Sommersemester 2013
Wollte man für literaturgeschichtsdidaktische Zwecke einen Autor erfinden, an dem möglichst alle Strömungen, Stadien und Widersprüche der 1960er und 1970er Jahre exemplarisch zu studieren wären, es käme wohl ungefähr Nicolaus Born (1937-1979) heraus: Kölner Realismus und Nouveau Roman, die 68er-Revolte und ihre Folgen, Glanz und Elend gesellschaftlicher Utopien und ihrer literarischen Neuaneignung, US-amerikanische Popkultur und Underground-Lyrik, Neue Subjektivität, die Spannung zwischen kleinbürgerlich-provinzieller Herkunft (Ruhrgebiet), Großstadt-Bohème (Berlin) und alternativem Landleben (Lüchow-Dannenberg), zwischen Künstlerfreiheit und familiärer Verantwortung, Engagement und Rückzug, der Kampf gegen Atomenergie und Überwachungsstaat, Radikalkritik am Wirklichkeitsraubbau der mediatisierten Welt und nicht zuletzt das relative Vergessensein all dieser Themen und Impulse heute – all das deckt Born phänotypisch ab.
Indes markieren solche Stichworte nur seine Außenseite. Taucht man in seine Bücher und unlängst edierten Briefe tiefer ein, erscheint – so direkt und fasslich seine Texte sich beim Lesen geben – ein viel verwickelteres Szenario mit unvermuteten Facetten wie dem illustrierten Science-Fiction-Kinderbuch Oton und Iton. Abenteuer in der vierten Dimension (1973) oder der frühen und anhaltenden Nähe zu dem hermetischen Lyriker Ernst Meister (1911-1979), den er nur um wenige Monate überlebt.
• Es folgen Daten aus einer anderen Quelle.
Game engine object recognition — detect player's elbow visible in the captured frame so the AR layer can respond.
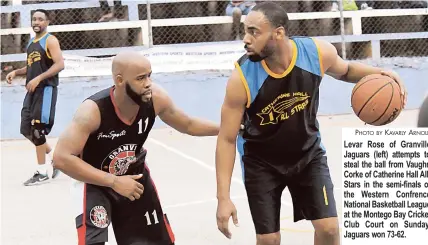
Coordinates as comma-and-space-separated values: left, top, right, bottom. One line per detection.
53, 150, 67, 171
57, 59, 65, 72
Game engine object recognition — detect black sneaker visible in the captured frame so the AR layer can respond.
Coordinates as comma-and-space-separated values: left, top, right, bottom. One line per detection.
24, 171, 49, 186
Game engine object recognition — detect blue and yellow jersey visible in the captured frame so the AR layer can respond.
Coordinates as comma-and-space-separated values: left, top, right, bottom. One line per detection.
26, 33, 58, 86
235, 37, 325, 177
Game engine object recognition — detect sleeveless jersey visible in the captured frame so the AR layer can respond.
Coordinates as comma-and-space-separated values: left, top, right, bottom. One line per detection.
26, 33, 59, 87
235, 37, 325, 174
81, 86, 155, 175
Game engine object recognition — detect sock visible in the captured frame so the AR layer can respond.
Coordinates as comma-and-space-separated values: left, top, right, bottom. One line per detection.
37, 164, 48, 175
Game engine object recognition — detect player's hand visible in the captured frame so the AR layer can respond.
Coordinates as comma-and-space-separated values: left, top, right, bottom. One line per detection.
26, 76, 42, 93
382, 71, 407, 108
6, 71, 16, 84
217, 199, 239, 239
111, 174, 144, 201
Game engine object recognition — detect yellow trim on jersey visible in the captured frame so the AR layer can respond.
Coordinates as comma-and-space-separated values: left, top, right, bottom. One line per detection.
312, 38, 324, 77
45, 37, 52, 59
322, 186, 328, 206
33, 32, 48, 43
235, 62, 251, 108
261, 40, 297, 78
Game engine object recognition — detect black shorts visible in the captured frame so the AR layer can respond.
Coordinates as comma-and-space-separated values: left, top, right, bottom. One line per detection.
21, 86, 58, 136
247, 156, 337, 234
74, 166, 175, 245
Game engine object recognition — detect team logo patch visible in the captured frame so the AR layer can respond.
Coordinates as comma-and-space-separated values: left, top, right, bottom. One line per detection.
89, 206, 109, 228
102, 144, 137, 175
Borns Schreib- und Lebensindividualität in ihrem zeitgeschichtlichen Kontext nachzuspüren, ist Ziel des Seminars. Im Mittelpunkt werden dabei seine Lyrik sowie seine Romane Die erdabgewandte Seite der Geschichte (1976) und Die Fälschung (1979) stehen, bei letzterem mit Seitenblicken auf Volker Schlöndorffs gleichnamigen Film (1981) und Michael Farins mehrteilige Hörspiel-Adaption (2009).